This software patch resolves a number of security defects and customer reported bugs in Red Hat Single Sign-On 7.2. RH-SSO will deliver patches on a repeating schedule to resolve security defects and customer reported bugs. Red Hat Single Sign-On 7.3 has been released and so there are no planned additional maintenance releases for Red Hat Single Sign-On 7.2. Future maintenance releases for Red Hat Single Sign-On 7 product will continue on Hat Single Sign-On 7.3.
Updated client adapters are released as needed to resolve customer reported issues or security fixes. The adapters are released as needed so often a given cumulative patch version will not have an associated client adapter for all products.
For more information on which client adapters are tested and supported with Red Hat Single Sign-On versions see: Red Hat Single Sign-On adapter and server compatability
This update includes all fixes and changes from Red Hat Single Sign-On 7.2 Update 05.

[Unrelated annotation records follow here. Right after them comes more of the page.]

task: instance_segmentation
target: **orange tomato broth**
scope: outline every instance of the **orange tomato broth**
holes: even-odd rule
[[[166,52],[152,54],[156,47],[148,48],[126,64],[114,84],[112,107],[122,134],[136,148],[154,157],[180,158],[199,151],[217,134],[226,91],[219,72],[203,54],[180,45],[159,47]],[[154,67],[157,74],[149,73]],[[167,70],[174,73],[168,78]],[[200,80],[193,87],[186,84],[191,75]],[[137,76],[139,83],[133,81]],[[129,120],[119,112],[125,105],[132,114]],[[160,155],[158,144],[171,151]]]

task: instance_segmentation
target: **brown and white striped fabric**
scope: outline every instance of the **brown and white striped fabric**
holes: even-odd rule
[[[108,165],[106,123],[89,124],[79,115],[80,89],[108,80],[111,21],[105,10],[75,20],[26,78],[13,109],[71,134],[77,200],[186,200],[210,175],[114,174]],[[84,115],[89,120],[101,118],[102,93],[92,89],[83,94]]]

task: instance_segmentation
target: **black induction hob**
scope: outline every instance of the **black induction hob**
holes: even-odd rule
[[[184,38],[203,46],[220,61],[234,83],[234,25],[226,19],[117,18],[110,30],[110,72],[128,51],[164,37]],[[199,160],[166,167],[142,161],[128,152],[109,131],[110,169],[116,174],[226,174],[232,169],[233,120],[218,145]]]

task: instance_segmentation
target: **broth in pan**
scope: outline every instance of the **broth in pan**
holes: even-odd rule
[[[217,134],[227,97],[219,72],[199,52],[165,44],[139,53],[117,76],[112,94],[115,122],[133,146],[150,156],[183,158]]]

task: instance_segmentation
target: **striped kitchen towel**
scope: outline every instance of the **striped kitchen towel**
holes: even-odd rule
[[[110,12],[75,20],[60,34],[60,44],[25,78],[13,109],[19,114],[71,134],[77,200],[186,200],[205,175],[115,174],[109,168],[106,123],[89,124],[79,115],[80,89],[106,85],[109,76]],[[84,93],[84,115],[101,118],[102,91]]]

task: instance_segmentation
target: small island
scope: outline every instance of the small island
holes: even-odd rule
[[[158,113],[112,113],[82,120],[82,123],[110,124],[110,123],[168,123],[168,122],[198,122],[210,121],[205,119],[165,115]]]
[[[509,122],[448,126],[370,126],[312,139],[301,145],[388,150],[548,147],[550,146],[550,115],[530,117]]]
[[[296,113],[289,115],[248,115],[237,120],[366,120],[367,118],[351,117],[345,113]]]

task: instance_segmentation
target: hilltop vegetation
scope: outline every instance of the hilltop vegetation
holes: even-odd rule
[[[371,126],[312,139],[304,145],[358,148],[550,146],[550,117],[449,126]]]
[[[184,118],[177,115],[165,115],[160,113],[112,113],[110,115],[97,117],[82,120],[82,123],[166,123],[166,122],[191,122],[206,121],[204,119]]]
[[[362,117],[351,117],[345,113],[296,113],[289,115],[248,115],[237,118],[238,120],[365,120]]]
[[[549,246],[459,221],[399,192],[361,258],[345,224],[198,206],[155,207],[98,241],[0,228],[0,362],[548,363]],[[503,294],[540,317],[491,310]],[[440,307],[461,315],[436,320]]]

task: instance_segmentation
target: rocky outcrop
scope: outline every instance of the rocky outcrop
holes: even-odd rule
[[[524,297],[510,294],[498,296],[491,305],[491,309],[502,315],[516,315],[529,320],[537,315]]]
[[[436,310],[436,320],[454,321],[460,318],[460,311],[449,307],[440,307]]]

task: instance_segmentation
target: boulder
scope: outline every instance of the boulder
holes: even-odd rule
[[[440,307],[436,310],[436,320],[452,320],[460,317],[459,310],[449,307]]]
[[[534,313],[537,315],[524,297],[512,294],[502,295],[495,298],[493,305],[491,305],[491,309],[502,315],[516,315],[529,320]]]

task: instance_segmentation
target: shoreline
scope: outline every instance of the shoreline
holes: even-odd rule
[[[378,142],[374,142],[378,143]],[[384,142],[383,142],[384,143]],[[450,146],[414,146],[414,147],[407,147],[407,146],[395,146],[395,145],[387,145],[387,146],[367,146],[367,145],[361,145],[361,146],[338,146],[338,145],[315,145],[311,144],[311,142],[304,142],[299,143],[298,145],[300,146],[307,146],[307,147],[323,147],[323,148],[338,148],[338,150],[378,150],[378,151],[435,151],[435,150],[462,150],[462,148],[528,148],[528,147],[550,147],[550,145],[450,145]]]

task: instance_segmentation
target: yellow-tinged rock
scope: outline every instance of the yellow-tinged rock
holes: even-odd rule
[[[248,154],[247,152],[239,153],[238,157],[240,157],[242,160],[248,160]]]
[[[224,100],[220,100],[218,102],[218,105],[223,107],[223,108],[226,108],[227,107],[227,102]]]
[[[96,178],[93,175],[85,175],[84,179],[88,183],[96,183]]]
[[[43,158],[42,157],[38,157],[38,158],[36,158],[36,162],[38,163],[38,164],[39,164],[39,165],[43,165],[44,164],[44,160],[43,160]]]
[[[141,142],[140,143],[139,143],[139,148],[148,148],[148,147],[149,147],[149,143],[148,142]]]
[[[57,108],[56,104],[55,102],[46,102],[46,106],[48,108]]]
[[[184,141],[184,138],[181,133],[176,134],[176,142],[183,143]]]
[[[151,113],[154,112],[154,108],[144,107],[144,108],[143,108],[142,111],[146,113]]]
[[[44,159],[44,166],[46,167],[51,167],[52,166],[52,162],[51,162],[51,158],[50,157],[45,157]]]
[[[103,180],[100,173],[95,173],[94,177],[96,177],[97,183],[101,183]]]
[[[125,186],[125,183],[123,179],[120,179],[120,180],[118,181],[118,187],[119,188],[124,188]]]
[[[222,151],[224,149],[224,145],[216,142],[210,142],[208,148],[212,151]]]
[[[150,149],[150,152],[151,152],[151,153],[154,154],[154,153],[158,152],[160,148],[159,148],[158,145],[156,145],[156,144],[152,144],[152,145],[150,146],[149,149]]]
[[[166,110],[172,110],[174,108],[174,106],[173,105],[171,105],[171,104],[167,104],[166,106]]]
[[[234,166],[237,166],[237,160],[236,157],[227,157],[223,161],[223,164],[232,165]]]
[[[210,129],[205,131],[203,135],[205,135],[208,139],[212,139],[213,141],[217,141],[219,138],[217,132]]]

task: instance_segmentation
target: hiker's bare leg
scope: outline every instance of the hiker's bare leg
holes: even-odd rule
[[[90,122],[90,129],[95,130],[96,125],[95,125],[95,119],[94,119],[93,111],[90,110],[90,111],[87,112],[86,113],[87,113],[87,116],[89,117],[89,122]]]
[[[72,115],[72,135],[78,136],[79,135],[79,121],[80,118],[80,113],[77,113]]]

Red Hat Single Sign-On Server component also includes Red Hat JBoss Enterprise Application Platform and this update includes JBoss Enterprise Application Platform 7.1 Update 6. See the JBoss Enterprise Application Platform 7.1 Update 6 Release Notes for a list of changes included in that release.

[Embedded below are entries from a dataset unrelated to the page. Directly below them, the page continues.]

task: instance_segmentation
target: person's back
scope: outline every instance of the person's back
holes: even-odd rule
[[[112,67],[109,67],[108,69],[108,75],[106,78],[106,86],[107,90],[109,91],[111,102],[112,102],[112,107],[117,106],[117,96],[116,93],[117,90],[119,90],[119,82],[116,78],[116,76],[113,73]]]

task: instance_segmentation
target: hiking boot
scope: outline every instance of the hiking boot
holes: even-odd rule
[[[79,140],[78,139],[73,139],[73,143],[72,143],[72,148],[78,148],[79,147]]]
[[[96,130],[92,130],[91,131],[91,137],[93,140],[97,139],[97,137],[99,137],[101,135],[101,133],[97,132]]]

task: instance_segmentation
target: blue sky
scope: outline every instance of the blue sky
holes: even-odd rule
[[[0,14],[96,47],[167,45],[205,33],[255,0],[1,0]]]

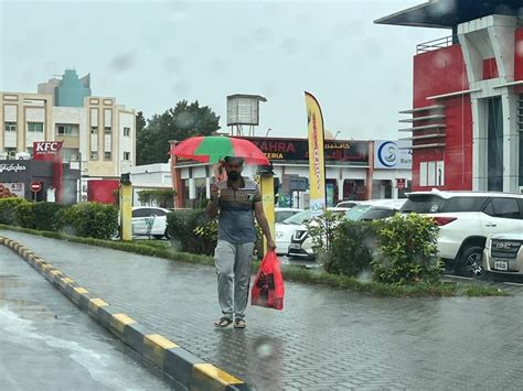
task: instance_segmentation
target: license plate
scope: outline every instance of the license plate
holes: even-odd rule
[[[509,270],[509,262],[506,261],[494,261],[495,270]]]

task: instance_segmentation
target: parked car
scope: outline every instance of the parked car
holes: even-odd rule
[[[337,208],[353,208],[354,206],[361,205],[361,200],[340,200],[335,204]]]
[[[402,205],[406,202],[403,199],[370,199],[362,200],[360,205],[352,208],[330,208],[329,210],[339,211],[344,215],[345,218],[351,220],[359,219],[376,219],[386,218],[395,213],[399,211]],[[380,217],[382,216],[382,217]],[[305,225],[296,228],[291,236],[288,257],[290,258],[305,258],[313,259],[314,251],[312,250],[312,238]]]
[[[523,276],[523,231],[489,235],[483,270],[493,278]]]
[[[313,213],[310,209],[302,210],[281,222],[276,222],[276,253],[278,256],[286,256],[289,250],[290,239],[297,227],[300,227],[306,220],[312,217]]]
[[[132,236],[152,236],[154,239],[169,238],[167,214],[169,209],[153,206],[132,208]]]
[[[298,209],[298,208],[275,208],[275,222],[284,222],[284,220],[288,219],[289,217],[295,216],[296,214],[299,214],[300,211],[303,211],[303,209]]]
[[[407,199],[383,199],[363,203],[346,213],[349,220],[377,220],[394,216]]]
[[[403,213],[419,213],[438,224],[438,252],[463,276],[483,273],[481,258],[490,233],[523,231],[523,195],[479,192],[415,192]]]

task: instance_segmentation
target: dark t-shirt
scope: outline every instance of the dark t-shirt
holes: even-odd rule
[[[242,178],[237,191],[227,181],[218,182],[217,186],[220,188],[218,240],[231,243],[255,242],[254,204],[262,202],[258,184]]]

This update includes fixes for the following security related issues:
| ID | Component | Summary |
|---|---|---|
| CVE-2018-10934 | Server | CVE-2018-10934 wildfly-core: Cross-site scripting (XSS) in JBoss Management Console |
| CVE-2018-1000632 | Server | CVE-2018-1000632 dom4j: XML Injection in Class: Element. Methods: addElement, addAttribute which can impact the integrity of XML documents |
| CVE-2018-14642 | Server | CVE-2018-14642 undertow: Infoleak in some circumstances where Undertow can serve data from a random buffer |
This update includes the following bug fixes or changes:
| ID | Component | Summary |
|---|---|---|
| KEYCLOAK-9068 | Protocol - SAML | IDP-initiated-flow is not working with REDIRECT binding |
| KEYCLOAK-7936 | Adapter - Java | Simultaneous adapter node registration encounters an error in RH-SSO |
| KEYCLOAK-9169 | Server, Identity Brokering | Update Google identity provider endpoints. Replacing discontinued Google+ Sign-In with Google's replacement. |
| KEYCLOAK-9185 | Server, Identity Brokering | Update LinkedIn social login provider to use new v2 user profile APIs before existing API is discontinued. |
| KEYCLOAK-7246 | Server | Disable auto completion for user account New Password and Password Confirmation fields |
| KEYCLOAK-8756 | Server | It is not possible to verify email for already logged in user |
| KEYCLOAK-8731 | Server | "Not Recently Used" Password Policy value changing from high value to 1 causes a latency on user password change |
| KEYCLOAK-5052 | User Federation - LDAP | LDAP group names containing "/" in the name violates SIBILING_NAME constraint in db |
For instructions on applying Red Hat Single Sign-On cumulative patch (also referred to as a Micro Release) see Micro Upgrades in Red Hat Single Sign-On 7.2 Patching And Upgrading Guide.
The adapters are distributed as a full release which is intended to replace the existing adapter. Full details are available in Upgrading Red Hat Single Sign-On Adapters.